Isa Maschietto não precisou ouvir duas vezes. Já estava com páginas e páginas abertas sobre o artista norte-americano. E já havia, inclusive, feito a relação entre o vídeo da professora Graça e o happening proposto por John Cage.

- Faz todo sentido! - pensou alto a garota.

- Ãh? O que vocês estão falando? - Du Duran perguntava entre uma quase gargalhada e um olhar curioso de concentração.

A essa altura, a proto-tese de Suzuki já ecoava em várias cabeças. Também depois de uma rápida pesquisa, Júlia Strefezza respondeu:

- John Cage, em 1952, propôs uma música de quatro minutos e trinta e três segundos de silêncio absoluto.

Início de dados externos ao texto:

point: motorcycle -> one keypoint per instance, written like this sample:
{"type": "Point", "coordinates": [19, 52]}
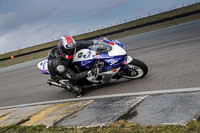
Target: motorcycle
{"type": "Point", "coordinates": [109, 57]}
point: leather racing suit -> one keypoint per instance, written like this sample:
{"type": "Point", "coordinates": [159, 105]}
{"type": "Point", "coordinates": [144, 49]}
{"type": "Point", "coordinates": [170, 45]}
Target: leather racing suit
{"type": "Point", "coordinates": [60, 67]}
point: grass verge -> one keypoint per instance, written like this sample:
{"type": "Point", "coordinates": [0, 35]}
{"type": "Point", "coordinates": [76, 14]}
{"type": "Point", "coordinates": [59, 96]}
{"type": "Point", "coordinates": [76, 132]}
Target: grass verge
{"type": "Point", "coordinates": [117, 127]}
{"type": "Point", "coordinates": [110, 29]}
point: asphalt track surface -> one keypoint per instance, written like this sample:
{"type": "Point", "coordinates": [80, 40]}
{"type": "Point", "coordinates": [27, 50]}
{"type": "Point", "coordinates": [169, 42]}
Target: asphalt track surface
{"type": "Point", "coordinates": [172, 55]}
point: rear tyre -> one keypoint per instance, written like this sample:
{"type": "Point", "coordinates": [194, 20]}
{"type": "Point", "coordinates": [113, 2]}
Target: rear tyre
{"type": "Point", "coordinates": [136, 69]}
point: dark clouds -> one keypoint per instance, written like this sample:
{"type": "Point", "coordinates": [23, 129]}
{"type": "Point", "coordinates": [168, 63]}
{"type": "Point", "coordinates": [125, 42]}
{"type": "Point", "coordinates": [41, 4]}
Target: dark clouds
{"type": "Point", "coordinates": [28, 22]}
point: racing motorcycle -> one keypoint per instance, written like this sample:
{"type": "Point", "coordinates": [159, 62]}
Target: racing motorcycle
{"type": "Point", "coordinates": [109, 57]}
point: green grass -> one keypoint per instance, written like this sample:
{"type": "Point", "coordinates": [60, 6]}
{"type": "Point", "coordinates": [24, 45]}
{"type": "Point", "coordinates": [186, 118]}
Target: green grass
{"type": "Point", "coordinates": [114, 28]}
{"type": "Point", "coordinates": [117, 127]}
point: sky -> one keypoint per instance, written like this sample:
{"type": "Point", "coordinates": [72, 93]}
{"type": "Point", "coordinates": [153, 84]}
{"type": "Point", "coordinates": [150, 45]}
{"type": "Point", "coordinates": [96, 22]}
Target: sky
{"type": "Point", "coordinates": [24, 23]}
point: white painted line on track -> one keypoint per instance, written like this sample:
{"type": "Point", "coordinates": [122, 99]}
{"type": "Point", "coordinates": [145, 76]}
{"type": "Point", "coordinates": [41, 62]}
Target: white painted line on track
{"type": "Point", "coordinates": [157, 92]}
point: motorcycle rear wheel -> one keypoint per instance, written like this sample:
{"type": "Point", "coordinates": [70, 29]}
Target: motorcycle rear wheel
{"type": "Point", "coordinates": [137, 68]}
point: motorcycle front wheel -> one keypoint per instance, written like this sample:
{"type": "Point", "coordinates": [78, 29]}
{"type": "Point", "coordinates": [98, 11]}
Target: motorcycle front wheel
{"type": "Point", "coordinates": [135, 69]}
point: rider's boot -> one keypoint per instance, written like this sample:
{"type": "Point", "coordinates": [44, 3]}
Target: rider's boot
{"type": "Point", "coordinates": [76, 89]}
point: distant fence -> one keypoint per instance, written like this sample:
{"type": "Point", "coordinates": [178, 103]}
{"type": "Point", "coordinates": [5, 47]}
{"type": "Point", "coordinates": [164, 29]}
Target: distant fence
{"type": "Point", "coordinates": [117, 31]}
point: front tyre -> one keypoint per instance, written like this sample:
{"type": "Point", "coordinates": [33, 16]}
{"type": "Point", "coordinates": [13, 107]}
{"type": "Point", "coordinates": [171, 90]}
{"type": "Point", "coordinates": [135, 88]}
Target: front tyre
{"type": "Point", "coordinates": [135, 69]}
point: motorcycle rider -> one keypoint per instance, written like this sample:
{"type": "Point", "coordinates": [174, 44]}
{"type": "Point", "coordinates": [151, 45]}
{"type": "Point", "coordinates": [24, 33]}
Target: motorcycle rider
{"type": "Point", "coordinates": [60, 63]}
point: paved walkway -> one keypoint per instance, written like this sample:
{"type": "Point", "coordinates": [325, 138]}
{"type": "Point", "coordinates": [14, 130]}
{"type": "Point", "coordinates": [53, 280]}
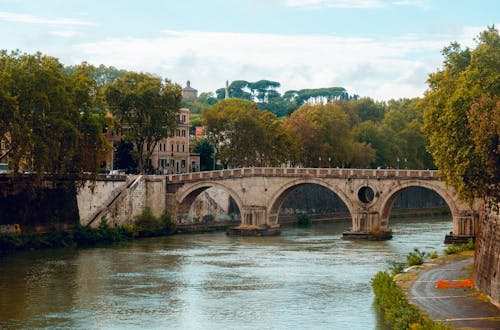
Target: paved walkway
{"type": "Point", "coordinates": [458, 307]}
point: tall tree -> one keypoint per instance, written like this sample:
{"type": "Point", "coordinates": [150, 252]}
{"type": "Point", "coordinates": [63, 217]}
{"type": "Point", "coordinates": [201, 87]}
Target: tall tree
{"type": "Point", "coordinates": [244, 135]}
{"type": "Point", "coordinates": [324, 133]}
{"type": "Point", "coordinates": [53, 122]}
{"type": "Point", "coordinates": [462, 117]}
{"type": "Point", "coordinates": [146, 109]}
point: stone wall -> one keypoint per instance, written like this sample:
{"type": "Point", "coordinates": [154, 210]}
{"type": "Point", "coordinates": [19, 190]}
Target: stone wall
{"type": "Point", "coordinates": [212, 201]}
{"type": "Point", "coordinates": [487, 260]}
{"type": "Point", "coordinates": [121, 200]}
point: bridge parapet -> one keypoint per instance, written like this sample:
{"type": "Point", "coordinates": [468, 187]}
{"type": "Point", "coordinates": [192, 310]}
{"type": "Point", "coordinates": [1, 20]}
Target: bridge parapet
{"type": "Point", "coordinates": [303, 172]}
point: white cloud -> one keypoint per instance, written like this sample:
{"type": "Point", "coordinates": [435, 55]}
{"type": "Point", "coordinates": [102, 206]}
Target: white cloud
{"type": "Point", "coordinates": [361, 4]}
{"type": "Point", "coordinates": [30, 19]}
{"type": "Point", "coordinates": [415, 3]}
{"type": "Point", "coordinates": [65, 33]}
{"type": "Point", "coordinates": [382, 69]}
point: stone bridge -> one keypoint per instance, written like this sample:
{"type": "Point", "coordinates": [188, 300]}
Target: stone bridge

- Uma música silenciosa? Eita... e qual era a intenção? - Interessava-se ainda mais Eduardo.

- É o que precisamos descobrir...

Após suas três intervenções, Lucas voltou para sua gravidade monástica de quem vive sempre à beira de descobertas revolucionárias. Sua cabeça não parava de pensar. Desde quinta-feira, dia do desaparecimento dos professores, o garoto refletia sobre as pistas que tinham até então: V.A. do Villaça, "Rapto dia 19 10h todos presentes" e TikTok mudo da professora Graça.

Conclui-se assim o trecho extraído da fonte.